Iranians at the border checkpoint between Iran and Armenia, trying to enter Armenia for a vaccine. Video published on Twitter on July 10.

But the main problem lies somewhere else: some powerful and well-connected parties have managed to convince political leaders that we don’t need foreign vaccines and have blocked foreign vaccine purchases in large quantities.

These groups are powerful and well-connected. They even have pull with the most powerful official in Iran, the Supreme Leader. Supreme Leader Ali Khamenei, during a short speech in January 2021, banned “western-made vaccines” from the United States, United Kingdom and even France [Editor’s note: France is developing a Sanofi-GSK vaccine which is not yet in distribution].

Eighteen different Iranian companies have submitted their vaccine licenses in Iran. If we look closely, only two or three companies are scientific ones, the others belong to different political and power factions in Iran. The most important group among them is the Executive Headquarters of Imam's Directive, also known as Setad, which is making the COVIran Barekat vaccine.

Setad is one of the most powerful and richest semi-governmental bodies in Iran, created in 1989 by Rohollah Khomeini, founder of the Islamic Republic, and now directly controlled by current Supreme Leader Ali Khamenei. Setad, which is valued at around $95 billion, was sanctioned by former US president Donald Trump in June 2019. Setad has promised to provide more than 50 million Barekat vaccines by September 2021, but so far, none have been delivered.

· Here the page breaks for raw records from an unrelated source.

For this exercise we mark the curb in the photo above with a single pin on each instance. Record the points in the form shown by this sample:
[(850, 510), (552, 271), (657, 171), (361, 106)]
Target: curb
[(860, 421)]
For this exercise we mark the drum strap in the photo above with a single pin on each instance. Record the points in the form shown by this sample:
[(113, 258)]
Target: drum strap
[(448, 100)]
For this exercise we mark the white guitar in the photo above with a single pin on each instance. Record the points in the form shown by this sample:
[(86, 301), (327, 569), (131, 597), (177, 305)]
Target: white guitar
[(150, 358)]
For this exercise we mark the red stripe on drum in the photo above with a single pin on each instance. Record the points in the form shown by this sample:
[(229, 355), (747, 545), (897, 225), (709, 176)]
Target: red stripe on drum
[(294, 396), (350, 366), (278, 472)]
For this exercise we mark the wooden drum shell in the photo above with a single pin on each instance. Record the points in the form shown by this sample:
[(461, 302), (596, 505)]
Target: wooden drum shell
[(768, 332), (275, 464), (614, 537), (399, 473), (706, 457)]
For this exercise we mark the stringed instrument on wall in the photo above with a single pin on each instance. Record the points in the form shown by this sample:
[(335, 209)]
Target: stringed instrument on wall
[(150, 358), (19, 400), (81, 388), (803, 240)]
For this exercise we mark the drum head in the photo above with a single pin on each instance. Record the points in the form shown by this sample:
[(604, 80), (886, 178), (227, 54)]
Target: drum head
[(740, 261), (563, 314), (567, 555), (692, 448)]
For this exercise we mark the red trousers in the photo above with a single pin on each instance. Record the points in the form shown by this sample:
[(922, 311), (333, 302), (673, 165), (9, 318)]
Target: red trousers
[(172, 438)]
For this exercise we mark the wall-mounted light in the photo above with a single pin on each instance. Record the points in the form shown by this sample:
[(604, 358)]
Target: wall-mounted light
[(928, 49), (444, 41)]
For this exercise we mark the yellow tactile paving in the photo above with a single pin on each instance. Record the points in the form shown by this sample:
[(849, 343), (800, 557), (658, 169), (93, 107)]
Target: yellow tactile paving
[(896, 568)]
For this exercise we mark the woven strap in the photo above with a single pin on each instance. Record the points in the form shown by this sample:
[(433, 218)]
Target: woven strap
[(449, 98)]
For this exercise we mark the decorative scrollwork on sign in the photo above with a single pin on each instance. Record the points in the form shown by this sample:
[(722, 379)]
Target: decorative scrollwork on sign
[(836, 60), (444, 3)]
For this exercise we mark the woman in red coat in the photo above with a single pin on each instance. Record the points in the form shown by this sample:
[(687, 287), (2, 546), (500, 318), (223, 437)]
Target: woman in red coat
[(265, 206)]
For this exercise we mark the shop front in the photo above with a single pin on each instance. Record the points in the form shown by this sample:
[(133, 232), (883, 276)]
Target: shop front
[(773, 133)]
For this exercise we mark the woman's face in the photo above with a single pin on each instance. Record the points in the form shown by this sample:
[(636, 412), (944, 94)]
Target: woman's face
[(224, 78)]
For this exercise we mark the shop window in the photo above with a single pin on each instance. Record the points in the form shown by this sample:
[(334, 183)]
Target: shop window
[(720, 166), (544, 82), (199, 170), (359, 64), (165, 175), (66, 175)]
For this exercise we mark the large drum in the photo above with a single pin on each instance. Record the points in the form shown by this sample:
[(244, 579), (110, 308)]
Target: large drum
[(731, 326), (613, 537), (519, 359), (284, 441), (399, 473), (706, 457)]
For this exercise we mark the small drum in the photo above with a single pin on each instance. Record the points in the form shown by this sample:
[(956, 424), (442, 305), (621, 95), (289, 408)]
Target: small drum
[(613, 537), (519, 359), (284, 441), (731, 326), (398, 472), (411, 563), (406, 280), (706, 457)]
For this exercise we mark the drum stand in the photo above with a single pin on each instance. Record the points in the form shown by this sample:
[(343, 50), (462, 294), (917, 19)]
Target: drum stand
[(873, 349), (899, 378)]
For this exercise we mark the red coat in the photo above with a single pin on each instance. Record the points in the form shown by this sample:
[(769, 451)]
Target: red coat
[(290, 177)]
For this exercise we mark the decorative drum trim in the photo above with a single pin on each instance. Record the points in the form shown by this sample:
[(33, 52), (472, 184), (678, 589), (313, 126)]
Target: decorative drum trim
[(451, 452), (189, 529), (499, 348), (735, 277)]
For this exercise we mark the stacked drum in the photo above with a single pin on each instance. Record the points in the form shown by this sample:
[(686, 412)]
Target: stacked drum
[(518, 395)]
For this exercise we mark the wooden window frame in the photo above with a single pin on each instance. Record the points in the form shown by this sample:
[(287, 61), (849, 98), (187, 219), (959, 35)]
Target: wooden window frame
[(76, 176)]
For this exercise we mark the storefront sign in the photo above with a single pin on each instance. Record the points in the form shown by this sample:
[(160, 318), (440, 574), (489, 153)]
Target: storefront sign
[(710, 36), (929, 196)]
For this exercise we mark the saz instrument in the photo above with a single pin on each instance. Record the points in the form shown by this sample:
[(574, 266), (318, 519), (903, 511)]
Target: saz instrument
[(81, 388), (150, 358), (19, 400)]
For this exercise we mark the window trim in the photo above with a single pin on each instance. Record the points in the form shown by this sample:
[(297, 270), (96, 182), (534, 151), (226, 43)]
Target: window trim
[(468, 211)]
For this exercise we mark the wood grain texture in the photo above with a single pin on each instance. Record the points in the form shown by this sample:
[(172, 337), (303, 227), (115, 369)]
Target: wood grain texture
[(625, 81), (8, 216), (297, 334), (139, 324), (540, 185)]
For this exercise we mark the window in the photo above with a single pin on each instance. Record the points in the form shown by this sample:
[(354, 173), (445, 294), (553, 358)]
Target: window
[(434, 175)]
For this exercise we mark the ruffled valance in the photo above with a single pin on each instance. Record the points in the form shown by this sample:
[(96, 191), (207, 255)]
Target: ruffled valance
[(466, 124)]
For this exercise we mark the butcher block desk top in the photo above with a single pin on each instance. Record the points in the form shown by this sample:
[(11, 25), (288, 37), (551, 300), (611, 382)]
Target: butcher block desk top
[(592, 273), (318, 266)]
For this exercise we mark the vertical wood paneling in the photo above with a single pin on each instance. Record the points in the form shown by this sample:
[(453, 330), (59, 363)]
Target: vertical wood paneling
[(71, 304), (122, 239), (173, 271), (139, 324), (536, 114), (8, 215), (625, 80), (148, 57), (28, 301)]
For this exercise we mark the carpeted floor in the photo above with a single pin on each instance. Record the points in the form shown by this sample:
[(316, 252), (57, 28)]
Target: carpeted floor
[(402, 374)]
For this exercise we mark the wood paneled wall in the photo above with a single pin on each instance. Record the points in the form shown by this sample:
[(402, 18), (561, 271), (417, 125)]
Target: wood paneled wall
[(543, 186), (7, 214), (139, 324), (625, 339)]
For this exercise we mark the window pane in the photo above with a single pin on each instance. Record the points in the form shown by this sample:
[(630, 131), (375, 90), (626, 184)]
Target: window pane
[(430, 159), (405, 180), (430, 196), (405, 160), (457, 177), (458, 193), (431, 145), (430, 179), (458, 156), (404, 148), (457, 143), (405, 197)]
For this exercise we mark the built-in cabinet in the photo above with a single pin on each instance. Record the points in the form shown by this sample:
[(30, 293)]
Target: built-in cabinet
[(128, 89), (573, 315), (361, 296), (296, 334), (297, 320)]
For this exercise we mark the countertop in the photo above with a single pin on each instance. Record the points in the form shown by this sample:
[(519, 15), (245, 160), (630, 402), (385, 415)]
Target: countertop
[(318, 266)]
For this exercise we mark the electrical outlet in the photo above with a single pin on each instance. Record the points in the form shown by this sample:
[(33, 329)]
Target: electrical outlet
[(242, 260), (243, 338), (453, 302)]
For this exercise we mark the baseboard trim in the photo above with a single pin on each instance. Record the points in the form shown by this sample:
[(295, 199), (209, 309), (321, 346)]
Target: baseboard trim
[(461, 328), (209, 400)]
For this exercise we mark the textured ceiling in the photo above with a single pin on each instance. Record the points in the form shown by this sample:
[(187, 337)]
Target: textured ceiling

A video posted on Twitter on July 8 shows Iranians in a vaccination center in Armenia.

‘So far, all they have given to people are just words’

Dr Hadi Yazdani continued: 

Vaccination has become a political and economic power struggle and rivalry in Iran. These factions have realised that the Covid-19 vaccination is something that might need to be readministered every year or so. In this case, they look at it as a huge and endless source of money. So they tried to encourage nationalism for “made-in-Iran” products in the vaccination campaign to just fill their pockets. 

And so far, all they have given to people are just words. We have not seen any vaccines and there is no available data to verify the efficiency of these so-called made-in-Iran vaccines. Even if these vaccines really work and are effective, there are serious questions about Iran’s ability to produce them in industrial quantities.

Thanks to this vaccination policy or, rather, lack of policy, there has already been a fifth wave of Covid-19 in Iran and, if the situation continues like this, we will have many other waves one after the other.

‘The queues to cross the border to get vaccines are humiliating’ 

There is, as of yet, no data concerning the number of Iranians who have fled to Dubai or Armenia to get vaccinated, however, Iran’s customs office announced on July 10 that “in the past 48 hours, 1,800 Iranians have crossed the border checkpoint between the two countries”. 

Dr. Hadi Yazdani continued: 

It’s just normal people who feel that they have been left alone in face of the multiple deadly waves of Covid-19 and have no hope to get the vaccine in their country any time soon, who go to try and find a vaccine anywhere they can. Armenia is one possibility: it’s a neighboring country, it’s not expensive and they have enough doses.

The queues to cross the border to get vaccines there are, in one word, humiliating. As an Iranian, when I see that our government is not capable of exercising its basic duties, providing mental and physical health services and security to its citizens, I feel nothing but humiliation.

On July 7, Armenian Ambassador to Iran Artashes Tumanyan announced that vaccination in Armenia will be free. However, only tourists who stay in the country more than 10 days can receive the vaccine.